At the rally, the blue, red and white flame, the FN’s historic logo, was nowhere to be seen. Even the words “Front National” had deserted the posters, which were instead plastered with “in the name of the people” slogans beneath Marine’s name and large smile. But everyone wears a blue rose at the buttonhole. “It’s the synthesis between the left’s rose and the right’s blue colour”, Pfeiffer said. “The symbol of the impossible becoming possible.” So, neither left nor right? I ask, echoing Macron’s campaign appeal. “Or both left and right”, Pfeiffer answered with a grin.

This nationwide rebranding follows years of efforts to polish the party’s jackass image, forged by decades of xenophobic, racist and anti-Semitic declarations by Le Pen Sr. His daughter evicted him from the party in 2015.

Still, Le Pen’s main pledges revolve around the same issue her father obsessed over - immigration. The resources spent on "dealing with migrants" will, Le Pen promises, be redirected to address the concerns of "the French people". Unemployment, which has been hovering at 10 per cent for years, is very much one of them. Moselle's damaged job market is a booster for the FN - between 10 and 12 per cent of young people are unemployed.

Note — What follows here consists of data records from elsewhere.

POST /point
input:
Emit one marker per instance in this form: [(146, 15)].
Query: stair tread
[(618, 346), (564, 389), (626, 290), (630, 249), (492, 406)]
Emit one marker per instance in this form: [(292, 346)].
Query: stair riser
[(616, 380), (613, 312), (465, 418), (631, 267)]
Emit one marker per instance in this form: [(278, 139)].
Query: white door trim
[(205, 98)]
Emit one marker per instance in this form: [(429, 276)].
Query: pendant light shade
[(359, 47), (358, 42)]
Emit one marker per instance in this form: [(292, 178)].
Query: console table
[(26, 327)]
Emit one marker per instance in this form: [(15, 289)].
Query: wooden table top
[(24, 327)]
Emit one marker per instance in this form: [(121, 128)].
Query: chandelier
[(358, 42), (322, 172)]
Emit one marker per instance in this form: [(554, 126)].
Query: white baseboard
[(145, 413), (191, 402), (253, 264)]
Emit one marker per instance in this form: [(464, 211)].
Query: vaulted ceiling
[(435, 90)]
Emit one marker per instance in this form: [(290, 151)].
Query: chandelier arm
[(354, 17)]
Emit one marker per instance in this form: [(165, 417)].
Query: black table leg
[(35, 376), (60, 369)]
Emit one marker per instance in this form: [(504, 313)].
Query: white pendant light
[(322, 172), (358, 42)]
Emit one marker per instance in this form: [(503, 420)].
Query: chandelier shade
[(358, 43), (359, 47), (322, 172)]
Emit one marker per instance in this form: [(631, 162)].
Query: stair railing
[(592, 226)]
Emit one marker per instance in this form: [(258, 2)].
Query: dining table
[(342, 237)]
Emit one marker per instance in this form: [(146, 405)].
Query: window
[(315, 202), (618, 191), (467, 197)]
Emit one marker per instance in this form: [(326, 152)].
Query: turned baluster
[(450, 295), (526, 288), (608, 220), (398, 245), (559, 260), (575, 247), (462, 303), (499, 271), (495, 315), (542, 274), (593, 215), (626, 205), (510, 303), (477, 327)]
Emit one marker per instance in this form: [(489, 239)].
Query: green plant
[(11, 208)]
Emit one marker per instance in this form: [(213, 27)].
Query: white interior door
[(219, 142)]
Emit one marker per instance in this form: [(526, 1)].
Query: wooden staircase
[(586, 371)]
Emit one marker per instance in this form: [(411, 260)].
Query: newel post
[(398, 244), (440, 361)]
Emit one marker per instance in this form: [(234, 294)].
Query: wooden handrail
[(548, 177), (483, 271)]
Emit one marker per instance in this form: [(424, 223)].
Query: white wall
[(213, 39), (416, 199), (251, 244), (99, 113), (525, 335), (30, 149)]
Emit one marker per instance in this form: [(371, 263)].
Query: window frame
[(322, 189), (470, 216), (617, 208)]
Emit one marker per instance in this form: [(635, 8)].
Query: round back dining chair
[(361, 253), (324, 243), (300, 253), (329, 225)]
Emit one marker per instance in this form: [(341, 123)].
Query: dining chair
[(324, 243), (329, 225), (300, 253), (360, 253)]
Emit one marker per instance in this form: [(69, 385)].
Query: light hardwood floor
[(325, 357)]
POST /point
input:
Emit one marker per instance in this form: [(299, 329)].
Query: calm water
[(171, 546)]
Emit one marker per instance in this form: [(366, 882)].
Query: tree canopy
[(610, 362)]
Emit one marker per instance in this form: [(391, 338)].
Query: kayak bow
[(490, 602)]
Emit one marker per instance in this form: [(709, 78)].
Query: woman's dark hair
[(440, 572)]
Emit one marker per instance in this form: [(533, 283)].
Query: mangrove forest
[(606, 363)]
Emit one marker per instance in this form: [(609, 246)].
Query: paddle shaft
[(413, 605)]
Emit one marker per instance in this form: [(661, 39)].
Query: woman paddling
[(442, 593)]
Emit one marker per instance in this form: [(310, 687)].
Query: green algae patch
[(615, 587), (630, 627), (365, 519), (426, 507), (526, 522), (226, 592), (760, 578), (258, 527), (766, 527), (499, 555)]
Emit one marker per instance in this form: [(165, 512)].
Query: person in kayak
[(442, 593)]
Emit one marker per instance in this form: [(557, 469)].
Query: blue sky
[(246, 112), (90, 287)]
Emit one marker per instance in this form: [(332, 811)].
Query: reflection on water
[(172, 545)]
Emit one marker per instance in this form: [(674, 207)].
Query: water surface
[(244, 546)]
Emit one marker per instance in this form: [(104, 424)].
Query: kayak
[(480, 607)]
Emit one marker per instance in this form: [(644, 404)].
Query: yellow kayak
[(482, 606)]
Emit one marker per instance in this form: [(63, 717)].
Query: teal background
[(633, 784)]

Yet the two phenomena cannot always rationally be linked. The female FN supporters I met candidly admitted they drove from France to Luxembourg every day for work and, like many locals, often went shopping in Germany. Yet they hoped to see the candidate of “Frexit” enter the Elysee palace in May. “We've never had problems to work in Luxembourg. Why would that change?” asked Bertrand. (Le Pen's “144 campaign pledges” promise frontier workers “special measures” to cross the border once out of the Schengen area, which sounds very much like the concept of the Schengen area itself.)

Grégoire Laloux, 21, studied history at the University of Metz. He didn't believe in the European Union. “Countries have their own interests. There are people, but no European people,” he said. “Marine is different because she defends patriotism, sovereignty, French greatness and French history.” He compared Le Pen to Richelieu, the cardinal who made Louis XIV's absolute monarchy possible:  “She, too, wants to build a modern state.”

French populists are quick to link the country's current problems to immigration, and these FN supporters were no exception. “With 7m poor and unemployed, we can't accept all the world's misery,” Olivier Musci, 24, a grandchild of Polish and Italian immigrants, told me. “Those we welcome must serve the country and be proud to be here.”

Lola echoed this call for more assimilation. “At our shopping centre, everyone speaks Arabic now," she said. "People have spat on us, thrown pebbles at us because we're lesbians. But I'm in my country and I have the right to do what I want.” When I asked if the people who attacked them were migrants, she was not so sure. “Let's say, they weren't white.”

Trump promised to “Make America Great Again”. To where would Le Pen's France return? Would it be sovereign again? White again? French again? Ruled by absolutism again? She has blurred enough lines to seduce voters her father never could – the young, the gay, the left-wingers. At the end of his speech, under the rebranded banners, Philippot invited the audience to sing La Marseillaise with him. And in one voice they did: “To arms citizens! Form your battalions! March, march, let impure blood, water our furrows...” The song is the same as the one I knew growing up. But it seemed to me, this time, a more sinister tune.